The Minister of Health does not under­estimate the magnitude of the task. The machine that he sets up must work efficiently, in the interests of both the patients and the workers, whether they be doctors, nurses or others ancillary to the work of the hospital and health centre. Moreover, it is of primary importance to perfect the machine in order that the principle of one standard of service for all is definitely carried out.

I come now to education. I agree with Dr. Somerville Hastings that medical education in the past, has been the monopoly of the middle classes. It will now be necessary to encourage more boys and girls to enter the medical profession. The Minister of Education recently made a statement that more scholarships would be available and that a medical education would be brought within the reach of all, whatever the parents’ income may be. There will be free tuition and maintenance for any boy or girl who is anxious to enter the medical profession, and this will be irrespective of sex.

By a curious coincidence I find that the chairman of the hospital at which I was trained is in the hall to-day. It gives me great satis­faction to learn from him that in the future it is to be the ruling of his hospital to admit 50 per cent of women students. This is a reversal of policy because, soon after I left, women were excluded.
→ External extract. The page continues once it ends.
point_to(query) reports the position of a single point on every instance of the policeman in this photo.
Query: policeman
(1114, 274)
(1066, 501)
The “serious” reason given to me was that we distracted the male students—that, of course was twenty years ago—-and that, therefore, the football of the hospital deteriorated. For the last twenty years I have followed the football scores of my old hospital, and there has been no noticeable improvement.

On the question of Hospital Committees I want to remind my medical colleagues that these Committees are, of course, functioning in many hospitals throughout the country. They advise, and make very useful recommendations to the Medical Superintendent, and I see no reason why these should not be extended.

On the question of nurses I want to say a word. We do not, of course try to justify the appalling conditions under which nurses worked in the past, but I must say this to the Conference: the nurses themselves are not entirely blameless. While doctors have formed one of the most powerful professional organisa­tions in the country, the British Medical Association, the nurses have remained un­organised and inarticulate. The time has come when nurses must learn the value of organisation and the power of collective action.

Finally, let me assure those delegates who have spoken that we shall bear in mind the points they have raised. We are determined to establish a service which will command the respect and trust of the whole nation, and we shall succeed, for it is politically wise, financially sound and morally right.